Last year, Redfin issued a study that showed that in L.A., when the median home price was $823,500, an individual would need an annual income of $221,592 to make the numbers surrounding a mortgage work. Central to the current debate is how much can a professional screenwriter or television writer expect to make. According to a recent analysis by Variety’s Gene Maddaus, who pored over the available statistics surrounding member compensation pay, the average writer is doing about the same as they were in 1995. Average writer earnings in 2021 were around $260,000 which would put them within the homeownership range but the median pay (meaning the pay level where half of writers earn more and half earn less) tells a different story:
In 2001, median pay in film and TV was roughly the same: $108,000 in TV, $105,000 in film. By 2014, the last year available, median TV writer earnings had grown to $138,000, while median film writer pay had dropped to $77,000 (all in 2021 dollars).
“The biggest thing that I learned from when I started doing this was the lending aspect of it all,” says Fahey, noting that the typical writers’ deal structures aren’t favorable to a bank’s lending terms which puts an onus on proof of consistent, uninterrupted pay. “I’ve seen an executive producer of a cable show who was unable to qualify for a single-family home. There was a showrunner of a cable show whose income was so inconsistent because of all of the various elements that go into it — the development, shooting the pilot, waiting for the greenlight — that her payments were months apart, which disqualified her. I had another experience with a writer who sold seven shows in two years and was denied a loan for a house that was in escrow,” she says. “It’s because the numbers just don’t make sense and from a bank’s perspective it doesn’t look like a smart investment.”
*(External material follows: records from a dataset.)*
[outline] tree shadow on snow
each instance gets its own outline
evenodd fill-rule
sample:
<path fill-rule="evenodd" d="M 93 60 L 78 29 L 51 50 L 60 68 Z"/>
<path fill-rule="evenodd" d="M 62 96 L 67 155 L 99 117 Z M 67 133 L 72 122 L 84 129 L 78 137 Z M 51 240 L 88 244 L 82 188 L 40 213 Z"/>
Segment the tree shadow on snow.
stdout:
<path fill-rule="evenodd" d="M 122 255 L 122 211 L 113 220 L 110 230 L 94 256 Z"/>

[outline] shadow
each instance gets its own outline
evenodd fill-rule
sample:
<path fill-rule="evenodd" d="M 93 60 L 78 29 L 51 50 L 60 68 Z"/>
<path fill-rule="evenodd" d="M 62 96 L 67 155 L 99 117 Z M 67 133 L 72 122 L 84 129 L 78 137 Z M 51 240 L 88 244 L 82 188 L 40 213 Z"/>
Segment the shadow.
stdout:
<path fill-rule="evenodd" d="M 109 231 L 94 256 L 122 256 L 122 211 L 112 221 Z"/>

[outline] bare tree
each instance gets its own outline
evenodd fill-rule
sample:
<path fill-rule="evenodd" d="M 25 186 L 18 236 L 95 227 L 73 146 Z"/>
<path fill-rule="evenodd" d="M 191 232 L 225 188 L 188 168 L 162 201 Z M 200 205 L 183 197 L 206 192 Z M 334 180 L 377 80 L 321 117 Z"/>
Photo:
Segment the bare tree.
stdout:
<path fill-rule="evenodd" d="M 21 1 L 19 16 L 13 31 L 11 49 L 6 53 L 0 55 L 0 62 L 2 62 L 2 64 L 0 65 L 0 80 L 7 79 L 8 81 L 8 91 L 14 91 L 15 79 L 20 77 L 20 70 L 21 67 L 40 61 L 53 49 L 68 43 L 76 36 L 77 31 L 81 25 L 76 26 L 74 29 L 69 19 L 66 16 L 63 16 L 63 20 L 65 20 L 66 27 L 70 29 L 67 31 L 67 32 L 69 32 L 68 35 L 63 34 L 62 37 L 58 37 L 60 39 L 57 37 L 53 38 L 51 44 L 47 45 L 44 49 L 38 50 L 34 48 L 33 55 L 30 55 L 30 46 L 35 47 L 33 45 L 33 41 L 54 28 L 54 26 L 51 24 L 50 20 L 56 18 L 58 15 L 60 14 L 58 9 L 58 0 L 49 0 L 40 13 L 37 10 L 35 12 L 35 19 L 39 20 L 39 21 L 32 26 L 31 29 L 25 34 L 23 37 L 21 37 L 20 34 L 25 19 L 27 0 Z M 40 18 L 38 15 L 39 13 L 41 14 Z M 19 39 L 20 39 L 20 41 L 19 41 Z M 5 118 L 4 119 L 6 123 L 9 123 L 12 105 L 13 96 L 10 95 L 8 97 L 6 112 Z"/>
For the younger writers, the notion of homeownership is starting to approach pipe-dream status. “For my generation it’s not a really a question of whether or not I can buy a house. It’s more about whether I can I afford to pay the rent,” says Liz Alper who took a break from picketing to chat with The Ankler about the centrality of cost of living to the strike. Alper who recently moved from Los Feliz to Sherman Oaks to save rent also founded the non-profit Pay Up Hollywood, which aims to shed light on pay inequities in Hollywood for assistants. “I’m lucky. I can afford my rent. To be honest the idea of buying anything in L.A. is a luxury that’s not meant for me. I’ve talked to a lot of other millennials and the conversation we are having is not even around home ownership because we’ve given up on it.”